Kriegsmaterialexporte: Bundesrat hält eigene Richtlinien nicht ein

Quelle: kriegsmaterial.ch)
Für 331 Millionen Franken lieferten Schweizer Betriebe in den ersten sechs Monaten dieses Jahres Waffen und Munition ins Ausland. Rund ein Drittel des Volumens ging an Deutschland und Dänemark, welche beide mit ihren Armeen in Afghanistan kämpfen. Drittgrösster Abnehmer war Saudi-Arabien.

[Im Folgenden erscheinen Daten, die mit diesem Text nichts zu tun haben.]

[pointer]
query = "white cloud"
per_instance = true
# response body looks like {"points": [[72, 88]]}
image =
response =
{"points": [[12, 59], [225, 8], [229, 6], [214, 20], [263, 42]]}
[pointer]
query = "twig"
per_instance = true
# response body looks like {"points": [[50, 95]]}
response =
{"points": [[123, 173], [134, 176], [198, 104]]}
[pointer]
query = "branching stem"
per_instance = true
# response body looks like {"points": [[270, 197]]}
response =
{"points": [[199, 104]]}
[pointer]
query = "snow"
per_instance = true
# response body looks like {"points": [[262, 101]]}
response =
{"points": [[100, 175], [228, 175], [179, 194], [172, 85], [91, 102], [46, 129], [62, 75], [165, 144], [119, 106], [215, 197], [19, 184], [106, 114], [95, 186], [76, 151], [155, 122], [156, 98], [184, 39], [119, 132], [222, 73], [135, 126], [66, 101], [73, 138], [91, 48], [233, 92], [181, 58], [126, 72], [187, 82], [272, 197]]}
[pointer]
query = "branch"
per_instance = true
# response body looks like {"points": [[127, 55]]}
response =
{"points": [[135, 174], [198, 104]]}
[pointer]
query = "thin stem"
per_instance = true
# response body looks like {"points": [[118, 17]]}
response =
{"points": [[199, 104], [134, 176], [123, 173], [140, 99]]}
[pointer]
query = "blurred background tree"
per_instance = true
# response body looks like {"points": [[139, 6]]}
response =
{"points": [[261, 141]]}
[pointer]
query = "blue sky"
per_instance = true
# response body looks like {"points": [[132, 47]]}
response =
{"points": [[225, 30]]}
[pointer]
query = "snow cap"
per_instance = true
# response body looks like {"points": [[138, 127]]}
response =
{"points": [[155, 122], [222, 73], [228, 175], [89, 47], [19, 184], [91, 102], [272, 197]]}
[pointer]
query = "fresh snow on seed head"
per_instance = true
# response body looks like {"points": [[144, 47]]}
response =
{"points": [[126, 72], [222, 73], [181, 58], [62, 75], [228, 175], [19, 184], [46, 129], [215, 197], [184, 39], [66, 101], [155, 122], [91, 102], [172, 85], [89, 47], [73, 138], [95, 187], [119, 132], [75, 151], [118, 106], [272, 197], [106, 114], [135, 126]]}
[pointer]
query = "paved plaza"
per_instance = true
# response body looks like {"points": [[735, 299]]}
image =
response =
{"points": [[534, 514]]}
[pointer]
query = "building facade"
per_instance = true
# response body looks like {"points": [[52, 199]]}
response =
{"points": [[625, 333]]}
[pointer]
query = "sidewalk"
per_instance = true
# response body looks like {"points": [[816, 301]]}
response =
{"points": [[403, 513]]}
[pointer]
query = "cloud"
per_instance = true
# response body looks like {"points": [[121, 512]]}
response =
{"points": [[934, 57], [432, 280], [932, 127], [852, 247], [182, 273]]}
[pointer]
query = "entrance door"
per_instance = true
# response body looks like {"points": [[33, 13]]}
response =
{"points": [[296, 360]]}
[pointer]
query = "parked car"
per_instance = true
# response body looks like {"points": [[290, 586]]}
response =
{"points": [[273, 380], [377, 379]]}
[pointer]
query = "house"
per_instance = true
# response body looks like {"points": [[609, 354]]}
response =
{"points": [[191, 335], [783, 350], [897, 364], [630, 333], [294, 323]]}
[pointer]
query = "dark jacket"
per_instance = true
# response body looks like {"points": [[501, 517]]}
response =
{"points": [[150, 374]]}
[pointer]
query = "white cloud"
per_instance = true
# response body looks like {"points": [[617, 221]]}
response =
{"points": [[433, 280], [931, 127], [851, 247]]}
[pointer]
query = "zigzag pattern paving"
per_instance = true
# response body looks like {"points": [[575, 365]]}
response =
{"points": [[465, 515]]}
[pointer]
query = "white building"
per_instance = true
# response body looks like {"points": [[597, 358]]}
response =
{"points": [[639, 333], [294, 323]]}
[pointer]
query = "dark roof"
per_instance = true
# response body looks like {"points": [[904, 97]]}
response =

In allen Fällen verletzte der Bundesrat mit den erteilten Ausfuhrgenehmigungen seine eigene Kriegsmaterialverordnung, die seit Mitte Dezember 2008 in ihrer neuesten Version Kraft ist. Diese regelt in Art. 5, Absatz 2 die Bewilligungskriterien für Auslandgeschäfte:
Auslandsgeschäfte und Abschlüsse von Verträgen nach Artikel 20 KMG werden nicht bewilligt, wenn:
a. das Bestimmungsland in einen internen oder internationalen bewaffneten Konflikt verwickelt ist;
b. das Bestimmungsland Menschenrechte systematisch und schwerwiegend verletzt;
[...]
d. im Bestimmungsland ein hohes Risiko besteht, dass die auszuführenden Waffen gegen die Zivilbevölkerung eingesetzt werden.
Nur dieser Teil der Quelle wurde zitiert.